On Astronomy and Directions.

I am up at about 2:30 in the morning; take a shower and dress to keep a positive karma going. But at 3am I get a knock on my door explaining the flight is delayed now 24 hours. It is disappointing but I glad they are extremely safe about these flights. This allows me to find some time to explore more of Christchurch.

Probably the most mentally disturbing thing down here is that of astronomical directions. I am very excited about being on the Winfly because at this time of year in McMurdo there still are dark nights and I will be able to see the stars. Having lived all my life in the northern hemisphere it is really mind bending to look north at the ecliptic. This is the path that the moon, the planets and the sun take across the sky. When you look that way your instinct tells you it is south but it is really north. I guess you have to experience it to believe it. It is so frustrating that I look at the satellite dishes on the rooftops here to find north. (they point toward geostationary orbits).

I woke up early the other morning and went outside to look for the constellation Orion. It is upside down here. Really odd, I don't think anyone would have named it a hunter down here, with the zodiac upside down I wonder what stories people would make of these shapes in the night sky. It would be hard to be an astronomy teacher here. I did see the Southern Cross; most of the constellations here are of modern names, named by Magellan as he voyaged here. There are two galaxies that revolve about our Milky Way galaxy, known as the Magellanic Clouds which are visible with the unaided eye.

The power down here is all 240 volts and as I rode through town I noticed no transformers on the telephone poles leading into the homes. It is easier to distribute power at higher voltage but it is quite lethal.
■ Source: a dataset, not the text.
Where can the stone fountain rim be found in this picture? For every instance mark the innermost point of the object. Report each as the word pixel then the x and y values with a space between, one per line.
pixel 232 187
In the states each home has a transformer to step high voltage down to the 110 volts we use.

And of course, the people drive on the left side of the streets, even the bicycle brakes are reversed here, with the front brake controlled by the right lever. It takes a while to get used to it.

Christchurch is greatly influenced by the International Antarctica center, there are many musuems and shops here devoted to Antarctica.

A view of the Avon River, note the trees are bare this time of year.

Looking North at the Sun setting in the West, very hard to get used too.